As a further sign of how complicated such a levy will be to collect, and of how widespread the fraud risk is, the Financial Conduct Authority (FCA), HM Revenue and Customs, and the Gambling Commission, and regulatory bodies for lawyers, accountants and so on could play a part. Also, as the consultation admits, this might be merely a ‘zero sum game’; that banks pay the levy only to cut what they spend on countering fraud already. As a sign of the authorities’ ignorance of the fraud landscape, the document admits ‘we are keen to understand the existing baseline’ of what the private sector spends on counter-fraud.

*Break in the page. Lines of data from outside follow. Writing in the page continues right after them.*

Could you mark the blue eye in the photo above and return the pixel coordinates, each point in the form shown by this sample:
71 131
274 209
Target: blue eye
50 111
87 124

However, co-operating with the authorities could be costly, as the document speaks of ‘what additional financial support sectors could offer’.

The Treasury Committee of MPs meanwhile has launched a new inquiry, covering anti-money laundering systems and the sanctions regime; frauds emerging as a result of coronavirus; and Authorised Push Payment Fraud. Mel Stride MP, Chair of the Committee, said: “The previous Committee made a series of recommendations on the UK’s effort to combat money laundering and what can be done to prevent consumers from being victims of economic crime. The current Committee will now examine what progress supervisors, law enforcement and the Government has made in these areas.

“It’s important that the relevant bodies are held to account and scrutinised effectively to ensure that the UK is a clean place to do business and that consumers are protected from economic crime.”